You don’t say anything. You don’t know what to say. You wish your friend would read Queer: A Graphic History by Meg-John Barker and then stop making such cishet judgements about you.
If you find yourself making sweeping, angry, judgements about your gender assigned at birth, have you considered that forcing yourself into that gender identity might not be right for you? If you have always been “one of the guys” or think girls and women have it better or wish everyone would just use gender-neutral language for everyone, maybe you’re trans, nonbinary, or agender. Only you can know that for sure. But the secret is that not everyone wants to be a guy or a girl or gender-neutral or agender. You might want that. But most people want something different.
It’s okay to not know what your gender identity is. It’s okay to be angry, even if you don’t know why. Anger can be useful to help self-diagnose what’s wrong within yourself, your community, your family. You can tell your body, it’s okay to be angry. People in the world are frustrating, discriminatory, sexist, and racist and that is worth being angry about.

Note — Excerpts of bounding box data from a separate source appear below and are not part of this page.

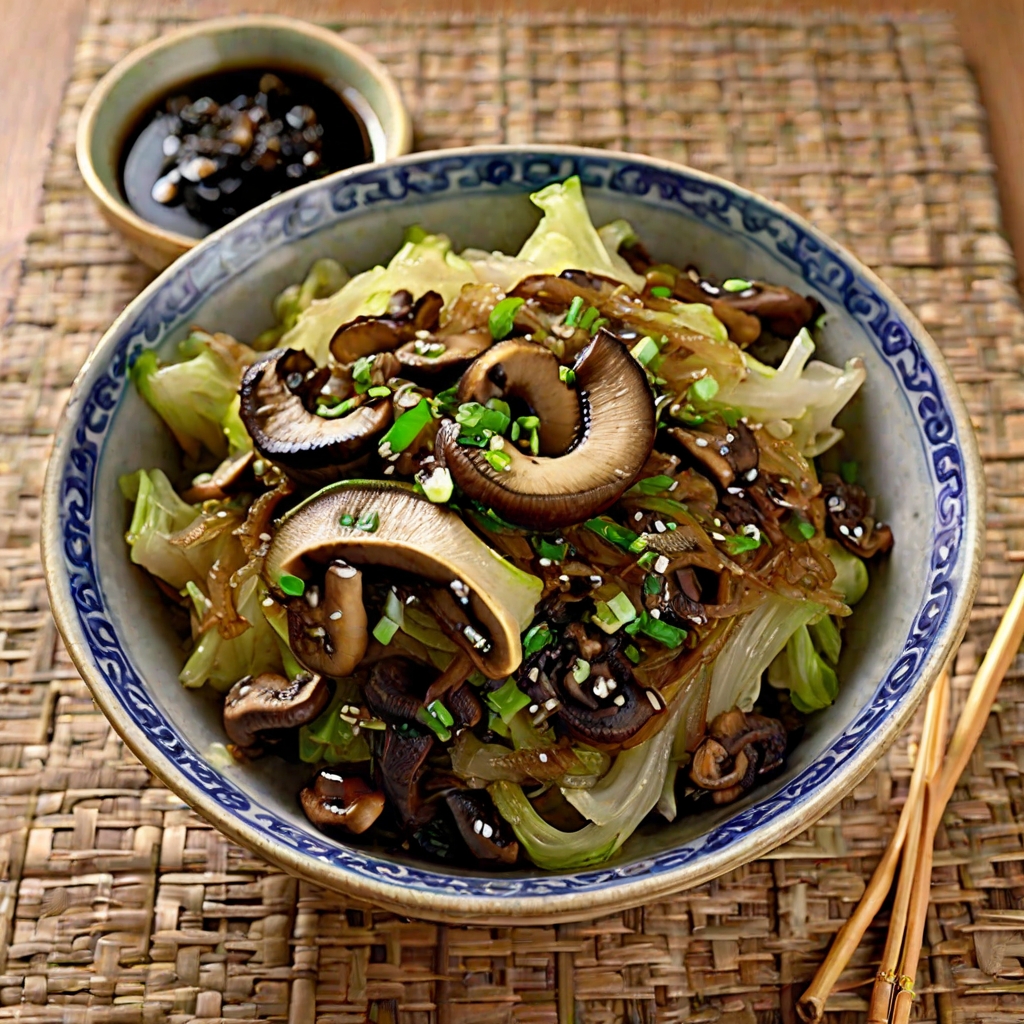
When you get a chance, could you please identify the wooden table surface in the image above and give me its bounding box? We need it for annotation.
[0,0,1024,323]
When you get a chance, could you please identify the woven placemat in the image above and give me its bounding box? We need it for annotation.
[0,0,1024,1024]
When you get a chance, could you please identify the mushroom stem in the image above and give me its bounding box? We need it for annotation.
[423,651,473,707]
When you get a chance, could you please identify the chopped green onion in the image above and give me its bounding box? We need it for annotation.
[278,572,306,597]
[352,355,376,394]
[722,278,754,292]
[584,519,643,551]
[637,551,658,572]
[630,338,658,367]
[626,476,676,495]
[380,398,431,454]
[484,676,530,731]
[626,611,686,648]
[421,466,455,505]
[316,398,359,420]
[355,512,381,534]
[483,452,512,473]
[725,523,761,555]
[593,591,637,633]
[686,374,718,401]
[530,537,569,562]
[427,700,455,725]
[579,306,599,331]
[522,623,555,657]
[487,296,526,341]
[416,700,452,743]
[374,615,398,647]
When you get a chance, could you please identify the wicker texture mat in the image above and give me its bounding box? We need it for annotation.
[0,2,1024,1024]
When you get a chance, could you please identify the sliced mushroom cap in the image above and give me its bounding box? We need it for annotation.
[378,725,436,828]
[437,331,655,530]
[287,560,367,677]
[331,291,444,364]
[299,768,385,835]
[668,420,760,489]
[459,338,580,456]
[223,672,330,749]
[821,473,893,558]
[239,349,391,479]
[264,481,543,679]
[445,790,519,864]
[690,709,786,804]
[362,657,425,725]
[394,328,493,377]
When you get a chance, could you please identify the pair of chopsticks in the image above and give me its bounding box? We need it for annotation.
[797,578,1024,1024]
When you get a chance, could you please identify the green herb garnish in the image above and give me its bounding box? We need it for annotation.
[722,278,754,292]
[626,611,686,649]
[584,519,642,551]
[278,572,306,597]
[355,512,381,534]
[380,398,431,454]
[686,374,718,401]
[487,295,526,341]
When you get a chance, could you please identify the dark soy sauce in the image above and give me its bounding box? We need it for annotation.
[121,68,373,239]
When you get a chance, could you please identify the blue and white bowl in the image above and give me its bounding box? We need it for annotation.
[43,146,984,924]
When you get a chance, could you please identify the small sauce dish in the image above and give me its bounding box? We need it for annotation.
[77,15,413,270]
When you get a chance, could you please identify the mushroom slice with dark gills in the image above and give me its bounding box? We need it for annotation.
[517,623,665,750]
[436,331,655,530]
[331,291,444,364]
[377,724,436,828]
[445,790,519,864]
[286,559,368,677]
[223,672,330,756]
[263,480,543,679]
[821,473,893,558]
[299,766,385,836]
[239,349,391,482]
[690,709,786,804]
[459,338,580,456]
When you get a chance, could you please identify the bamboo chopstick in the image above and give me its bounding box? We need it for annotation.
[797,673,945,1024]
[797,577,1024,1024]
[890,577,1024,1024]
[867,672,950,1024]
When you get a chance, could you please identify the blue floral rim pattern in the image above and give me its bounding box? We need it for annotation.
[58,148,968,899]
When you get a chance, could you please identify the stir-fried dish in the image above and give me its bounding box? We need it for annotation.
[121,178,892,868]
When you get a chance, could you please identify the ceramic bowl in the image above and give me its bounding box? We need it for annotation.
[43,146,983,924]
[77,14,413,270]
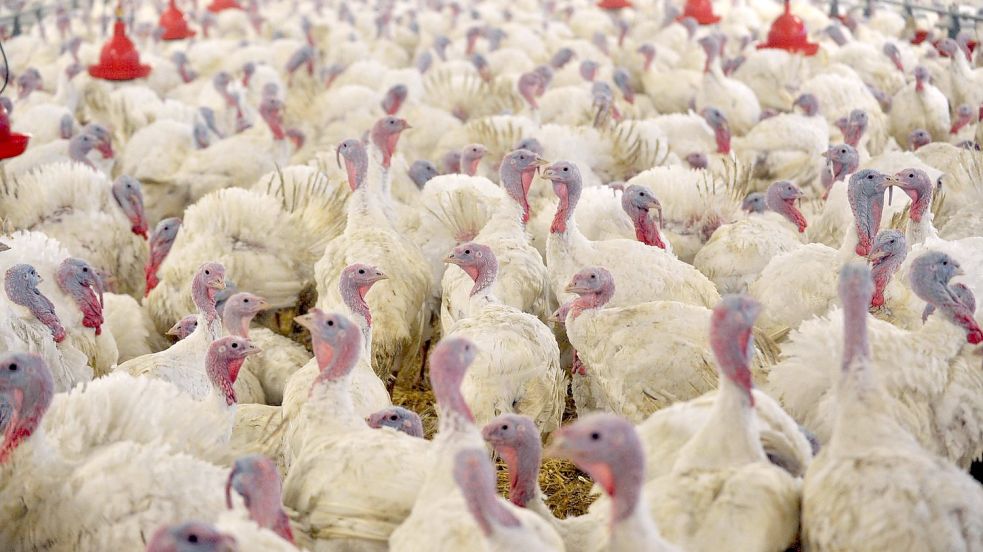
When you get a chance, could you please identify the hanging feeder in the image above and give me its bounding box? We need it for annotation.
[676,0,720,25]
[157,0,195,40]
[758,0,819,56]
[0,104,31,159]
[208,0,242,13]
[89,6,150,81]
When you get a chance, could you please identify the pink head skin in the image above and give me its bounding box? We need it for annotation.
[545,413,645,523]
[883,42,904,73]
[909,251,983,345]
[710,295,761,406]
[222,291,270,338]
[895,169,934,222]
[147,521,239,552]
[191,263,225,323]
[580,59,598,82]
[867,226,908,308]
[949,104,979,134]
[564,267,614,319]
[922,283,981,324]
[68,132,99,168]
[444,242,498,297]
[700,107,730,153]
[611,67,635,104]
[499,149,544,224]
[225,454,294,543]
[823,144,860,190]
[686,151,710,169]
[741,192,768,213]
[113,174,148,239]
[335,138,369,192]
[382,84,408,115]
[407,159,440,190]
[765,180,808,234]
[338,263,389,327]
[481,414,543,508]
[0,353,55,465]
[143,217,181,295]
[636,42,655,71]
[430,337,478,425]
[550,48,577,69]
[543,161,583,234]
[792,94,819,117]
[838,263,874,372]
[454,449,520,537]
[259,96,286,140]
[516,71,546,109]
[370,117,410,169]
[55,257,104,335]
[915,65,932,92]
[621,184,666,249]
[908,128,932,151]
[440,150,461,174]
[365,406,423,439]
[461,144,488,176]
[294,309,362,390]
[167,314,198,341]
[847,169,898,257]
[3,264,66,343]
[205,335,262,406]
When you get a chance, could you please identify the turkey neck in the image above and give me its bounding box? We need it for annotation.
[829,280,911,452]
[189,271,222,340]
[338,275,372,354]
[307,333,365,427]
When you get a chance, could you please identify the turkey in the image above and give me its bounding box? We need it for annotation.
[802,264,983,550]
[447,242,567,435]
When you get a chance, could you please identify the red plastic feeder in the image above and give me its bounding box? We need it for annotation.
[0,104,31,159]
[208,0,242,13]
[89,12,150,80]
[157,0,195,40]
[676,0,720,25]
[758,0,819,56]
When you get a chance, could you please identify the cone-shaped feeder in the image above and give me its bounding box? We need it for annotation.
[758,0,819,56]
[677,0,720,25]
[0,104,31,159]
[89,8,150,80]
[208,0,242,13]
[158,0,195,40]
[597,0,632,10]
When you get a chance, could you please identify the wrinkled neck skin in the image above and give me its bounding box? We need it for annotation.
[205,355,245,410]
[870,255,905,308]
[847,184,884,257]
[550,182,580,234]
[567,288,614,320]
[499,446,541,508]
[58,272,103,335]
[338,278,372,352]
[673,375,768,473]
[191,273,221,332]
[632,209,666,249]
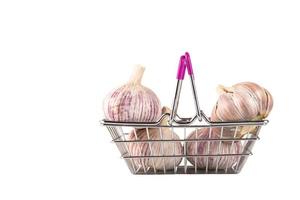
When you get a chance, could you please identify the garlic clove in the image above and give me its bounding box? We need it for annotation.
[103,66,161,122]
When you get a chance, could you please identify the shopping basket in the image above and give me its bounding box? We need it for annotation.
[100,53,268,174]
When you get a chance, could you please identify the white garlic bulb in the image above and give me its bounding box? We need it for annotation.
[103,66,161,122]
[211,82,273,137]
[128,128,183,170]
[187,128,242,169]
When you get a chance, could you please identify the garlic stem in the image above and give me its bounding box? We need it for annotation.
[129,65,145,85]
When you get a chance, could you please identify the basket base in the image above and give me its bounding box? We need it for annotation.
[132,166,239,175]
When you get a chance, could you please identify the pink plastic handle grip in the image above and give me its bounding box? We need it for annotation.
[185,52,194,75]
[177,56,186,80]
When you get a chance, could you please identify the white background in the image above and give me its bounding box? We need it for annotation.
[0,0,300,200]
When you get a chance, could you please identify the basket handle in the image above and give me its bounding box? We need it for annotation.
[169,52,202,124]
[177,52,194,80]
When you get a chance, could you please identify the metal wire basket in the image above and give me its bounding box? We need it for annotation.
[101,53,268,174]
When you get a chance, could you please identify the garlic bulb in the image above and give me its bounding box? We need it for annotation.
[128,128,183,170]
[187,128,242,169]
[211,82,273,137]
[103,66,161,122]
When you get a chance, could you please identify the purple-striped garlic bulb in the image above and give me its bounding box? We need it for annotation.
[211,82,273,137]
[187,128,243,169]
[128,128,183,170]
[103,66,161,122]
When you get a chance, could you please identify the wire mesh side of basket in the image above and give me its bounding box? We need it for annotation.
[102,117,267,174]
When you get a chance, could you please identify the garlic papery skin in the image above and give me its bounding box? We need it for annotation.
[211,82,273,137]
[128,128,183,170]
[103,65,161,122]
[187,128,243,169]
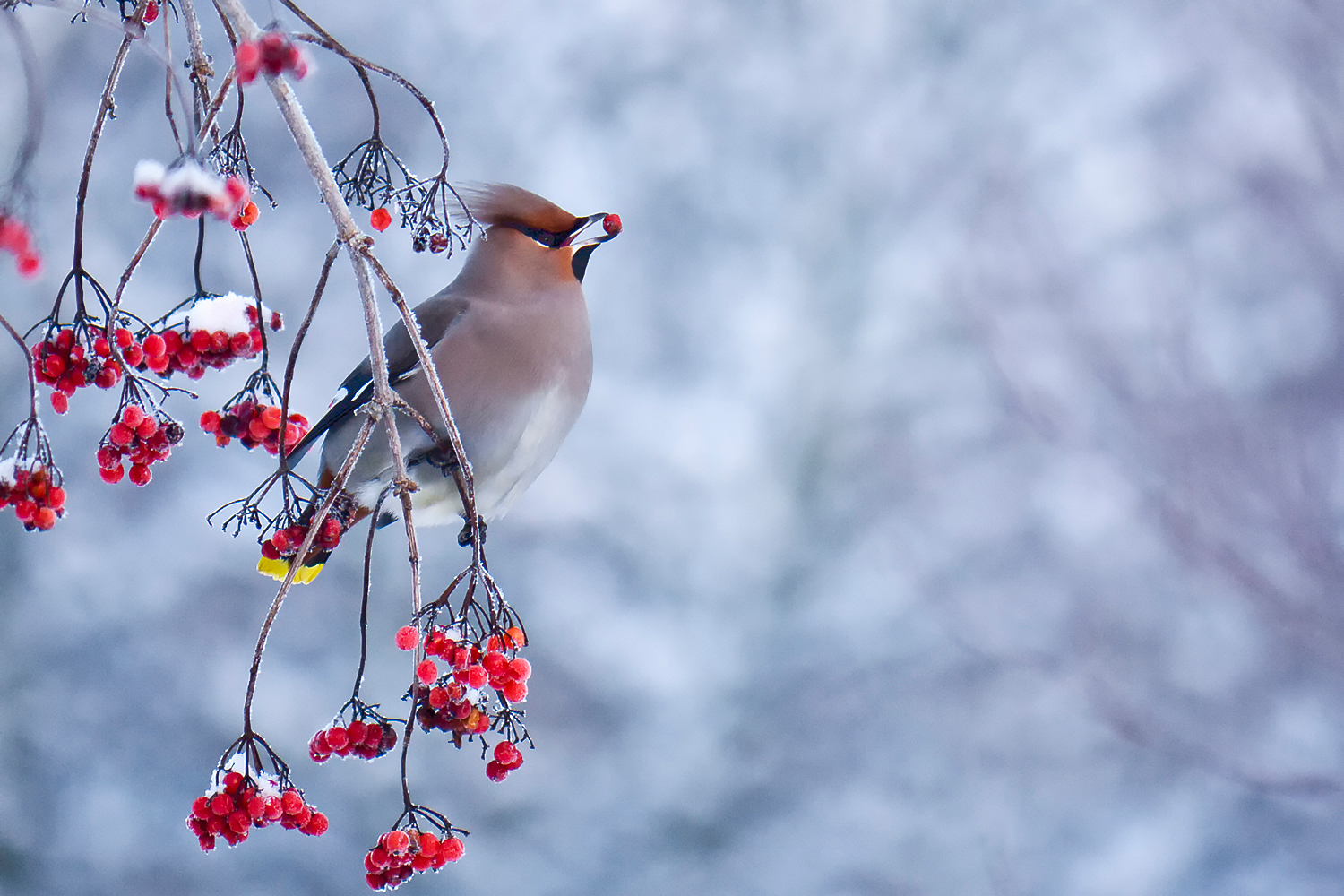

Gender stereotypes may be uncomfortable whether they are applicable to your gender or not. Incorrect assumptions about your gender may make you hurt, angry, or dysphoric. Hearing supportive statements affirming who you are can make you feel understood, cherished, and at home in your body. Self-understanding and self-affirmation is crucial.
I hope you can be kind to yourself when experiencing these moments of rage at gender stereotypes. We all can feel trapped within a system that assumes everyone has a binary gender, and all the cultural assumptions that follow along. Whether you’re cis or trans or questioning, cultivating awareness of the flawed system may help you understand your own gender identity.